RPers get to play with immaterial facts. It doesn't matter what my washed-up warden is up to. She's not about to turn the tide of any battles, create an international incident, or be the only one to learn how to juggle luckydos and drive steam tanks at the same time. If she did, such would be noteworthy, it would change the sandbox, and we as RPers cannot do that, lest we create the aforementioned chaos.

That said, the materiality issue comes in the "death knight"-ish character. You can't just face down legion lords without it being noteworthy, or be the only Night Elf in the Eastern Kingdoms. You change the sandbox by doing so. This applies in problems of power, uniqueness, or significant changes to the world and its characters.

I hope that helps.


I agree with most of that, I do however believe you can have just a couple noteworthy things unger your belt (For instance: X RPer is a veteran of Northrend and was with Tirion during the battle with the Lich King.).

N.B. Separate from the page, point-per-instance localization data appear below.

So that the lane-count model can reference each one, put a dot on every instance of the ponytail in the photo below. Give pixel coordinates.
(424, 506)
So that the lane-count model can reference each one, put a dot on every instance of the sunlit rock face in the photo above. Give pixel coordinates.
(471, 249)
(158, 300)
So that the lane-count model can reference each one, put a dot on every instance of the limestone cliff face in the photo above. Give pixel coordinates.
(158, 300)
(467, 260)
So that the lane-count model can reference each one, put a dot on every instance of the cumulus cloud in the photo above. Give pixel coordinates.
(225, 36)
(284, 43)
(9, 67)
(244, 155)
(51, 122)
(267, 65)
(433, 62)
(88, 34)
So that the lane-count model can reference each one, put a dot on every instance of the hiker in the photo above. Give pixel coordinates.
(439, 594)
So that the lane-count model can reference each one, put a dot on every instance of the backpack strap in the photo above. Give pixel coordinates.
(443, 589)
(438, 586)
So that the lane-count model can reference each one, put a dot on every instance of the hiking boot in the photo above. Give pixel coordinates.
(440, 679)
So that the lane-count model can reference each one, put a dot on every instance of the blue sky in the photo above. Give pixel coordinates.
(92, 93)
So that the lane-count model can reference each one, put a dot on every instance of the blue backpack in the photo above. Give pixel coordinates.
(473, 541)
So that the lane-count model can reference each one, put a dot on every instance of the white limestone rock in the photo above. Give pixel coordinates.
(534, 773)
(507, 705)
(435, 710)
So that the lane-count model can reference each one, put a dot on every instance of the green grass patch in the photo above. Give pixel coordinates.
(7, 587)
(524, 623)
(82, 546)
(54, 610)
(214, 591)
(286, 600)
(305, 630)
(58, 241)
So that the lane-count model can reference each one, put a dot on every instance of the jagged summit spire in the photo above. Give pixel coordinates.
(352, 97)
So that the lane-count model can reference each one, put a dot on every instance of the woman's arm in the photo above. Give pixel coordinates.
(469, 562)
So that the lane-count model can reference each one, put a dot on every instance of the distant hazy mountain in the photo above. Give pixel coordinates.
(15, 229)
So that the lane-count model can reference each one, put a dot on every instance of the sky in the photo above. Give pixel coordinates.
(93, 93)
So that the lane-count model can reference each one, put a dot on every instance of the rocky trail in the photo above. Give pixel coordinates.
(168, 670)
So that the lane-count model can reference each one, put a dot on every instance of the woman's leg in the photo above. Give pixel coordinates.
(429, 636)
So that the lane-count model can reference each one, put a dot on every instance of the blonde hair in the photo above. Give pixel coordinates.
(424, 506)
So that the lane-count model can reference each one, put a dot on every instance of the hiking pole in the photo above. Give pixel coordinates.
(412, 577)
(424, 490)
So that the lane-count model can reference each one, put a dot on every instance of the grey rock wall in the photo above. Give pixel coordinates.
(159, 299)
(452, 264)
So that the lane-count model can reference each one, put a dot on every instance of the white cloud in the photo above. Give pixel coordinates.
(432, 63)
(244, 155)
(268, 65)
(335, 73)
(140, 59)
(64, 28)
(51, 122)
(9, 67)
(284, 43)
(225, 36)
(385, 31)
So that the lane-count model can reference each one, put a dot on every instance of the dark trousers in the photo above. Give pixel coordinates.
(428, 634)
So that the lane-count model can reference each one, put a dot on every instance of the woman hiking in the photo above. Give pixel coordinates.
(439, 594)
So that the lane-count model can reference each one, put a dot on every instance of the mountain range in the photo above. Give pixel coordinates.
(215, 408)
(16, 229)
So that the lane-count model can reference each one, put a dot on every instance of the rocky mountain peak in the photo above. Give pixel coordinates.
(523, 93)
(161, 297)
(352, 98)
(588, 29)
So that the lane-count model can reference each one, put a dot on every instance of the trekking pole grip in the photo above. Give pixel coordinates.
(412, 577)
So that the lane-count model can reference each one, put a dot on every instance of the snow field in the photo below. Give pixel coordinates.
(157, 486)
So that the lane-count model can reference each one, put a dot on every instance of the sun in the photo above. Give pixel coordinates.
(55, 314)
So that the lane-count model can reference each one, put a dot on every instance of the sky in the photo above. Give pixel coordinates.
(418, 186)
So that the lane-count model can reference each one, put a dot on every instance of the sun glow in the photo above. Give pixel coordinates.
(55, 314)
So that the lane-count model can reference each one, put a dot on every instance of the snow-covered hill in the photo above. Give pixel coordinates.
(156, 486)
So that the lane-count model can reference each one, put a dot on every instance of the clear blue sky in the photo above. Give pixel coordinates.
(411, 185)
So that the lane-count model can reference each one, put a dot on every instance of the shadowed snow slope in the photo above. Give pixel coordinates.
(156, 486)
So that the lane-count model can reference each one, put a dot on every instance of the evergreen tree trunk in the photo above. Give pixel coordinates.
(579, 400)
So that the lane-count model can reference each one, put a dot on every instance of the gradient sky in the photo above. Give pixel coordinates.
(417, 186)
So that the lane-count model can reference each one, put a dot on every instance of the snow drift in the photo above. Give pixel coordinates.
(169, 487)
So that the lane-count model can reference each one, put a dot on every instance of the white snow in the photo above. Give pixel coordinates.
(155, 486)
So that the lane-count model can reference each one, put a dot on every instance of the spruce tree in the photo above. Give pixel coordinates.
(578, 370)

I don't however think one should have "too many noteworthy feats under their belt. (For instance: Veteran of the First, Second, Third, Outland, Northrend, and Cataclysm wars, while also being the guy who defeated all of the raid bosses)
I agree with most of that, I do however believe you can have just a couple noteworthy things unger your belt (For instance: X RPer is a veteran of Northrend and was with Tirion during the battle with the Lich King.).

I don't however think one should have "too many noteworthy feats under their belt. (For instance: Veteran of the First, Second, Third, Outland, Northrend, and Cataclysm wars, while also being the guy who defeated all of the raid bosses)

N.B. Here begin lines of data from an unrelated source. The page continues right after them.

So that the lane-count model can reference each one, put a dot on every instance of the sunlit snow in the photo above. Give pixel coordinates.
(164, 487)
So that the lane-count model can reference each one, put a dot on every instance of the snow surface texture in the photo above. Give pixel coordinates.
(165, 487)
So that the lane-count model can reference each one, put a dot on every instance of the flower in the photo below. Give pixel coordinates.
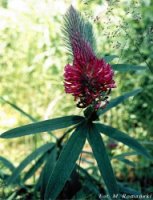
(89, 79)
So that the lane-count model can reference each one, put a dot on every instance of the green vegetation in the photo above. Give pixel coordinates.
(32, 61)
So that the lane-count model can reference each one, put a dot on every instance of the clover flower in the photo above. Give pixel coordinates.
(89, 79)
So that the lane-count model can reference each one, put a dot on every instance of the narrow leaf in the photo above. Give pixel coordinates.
(127, 67)
(115, 102)
(66, 163)
(47, 170)
(35, 167)
(43, 126)
(28, 160)
(98, 148)
(122, 137)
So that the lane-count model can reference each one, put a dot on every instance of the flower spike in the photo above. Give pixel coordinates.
(89, 79)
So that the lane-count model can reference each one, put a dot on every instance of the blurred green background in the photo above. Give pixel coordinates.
(33, 56)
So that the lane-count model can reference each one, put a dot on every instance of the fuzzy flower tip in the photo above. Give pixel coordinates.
(89, 79)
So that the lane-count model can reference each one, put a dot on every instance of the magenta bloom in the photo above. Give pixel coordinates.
(88, 79)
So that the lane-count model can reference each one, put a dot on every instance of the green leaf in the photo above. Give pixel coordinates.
(100, 154)
(115, 102)
(108, 59)
(122, 137)
(127, 67)
(66, 163)
(47, 170)
(7, 163)
(41, 150)
(43, 126)
(35, 167)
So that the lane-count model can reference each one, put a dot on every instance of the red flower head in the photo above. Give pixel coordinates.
(88, 79)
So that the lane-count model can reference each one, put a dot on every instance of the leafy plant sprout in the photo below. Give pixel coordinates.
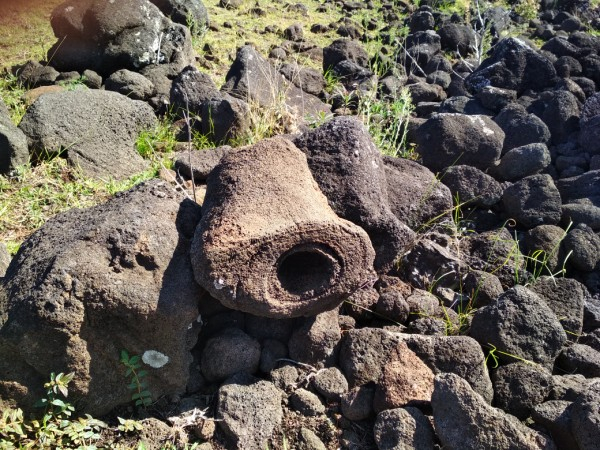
(137, 383)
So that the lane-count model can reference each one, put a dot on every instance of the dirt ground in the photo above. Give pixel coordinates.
(25, 31)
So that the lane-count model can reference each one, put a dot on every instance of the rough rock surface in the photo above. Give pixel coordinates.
(93, 282)
(449, 139)
(415, 195)
(513, 65)
(403, 428)
(94, 130)
(249, 410)
(463, 420)
(343, 146)
(269, 243)
(521, 324)
(107, 36)
(533, 201)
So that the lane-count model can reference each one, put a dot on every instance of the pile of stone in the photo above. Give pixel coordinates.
(319, 279)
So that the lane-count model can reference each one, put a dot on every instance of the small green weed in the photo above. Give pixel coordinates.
(137, 383)
(493, 356)
(387, 122)
(56, 428)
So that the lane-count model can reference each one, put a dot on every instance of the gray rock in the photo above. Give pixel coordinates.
(357, 404)
(106, 37)
(228, 353)
(33, 74)
(521, 324)
(415, 195)
(403, 429)
(341, 146)
(251, 78)
(365, 351)
(199, 162)
(481, 287)
(555, 416)
(581, 213)
(190, 90)
(330, 383)
(285, 377)
(94, 282)
(131, 84)
(191, 13)
(308, 79)
(344, 49)
(589, 136)
(584, 246)
(249, 411)
(463, 420)
(308, 440)
(494, 251)
(585, 414)
(458, 38)
(306, 403)
(523, 161)
(427, 260)
(521, 128)
(449, 139)
(425, 92)
(316, 340)
(581, 359)
(591, 314)
(533, 201)
(519, 387)
(471, 187)
(95, 130)
(272, 352)
(568, 387)
(547, 239)
(513, 65)
(566, 298)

You can have noteworthy things, but they can't be too noteworthy. It's the changing of the sandbox that is the issue. It's one thing to play in the sandbox, but it's quite another to introduce rocks to it.
Echoing what Kyalin said.

You could shave a few paragraphs off the story by cutting out how noteworthy they were terms of the story. You could say they served in the War of the Ancients, which is very likely as it was a global event. You could say they were in place at many of the major battles, but not significant cornerstones of the battles themselves.

Also being a necromantic Night elf in the Eastern Kingdoms is not very likely at all. She could have sailed over AFTER the Sundering and remained a recluse, but if she was a wanderer it's likely Humans, Dwarves, Gnomes or High elves would have come into contact with her at some point in the few thousand years since, making it highly improbable she would remain a wanderer for long.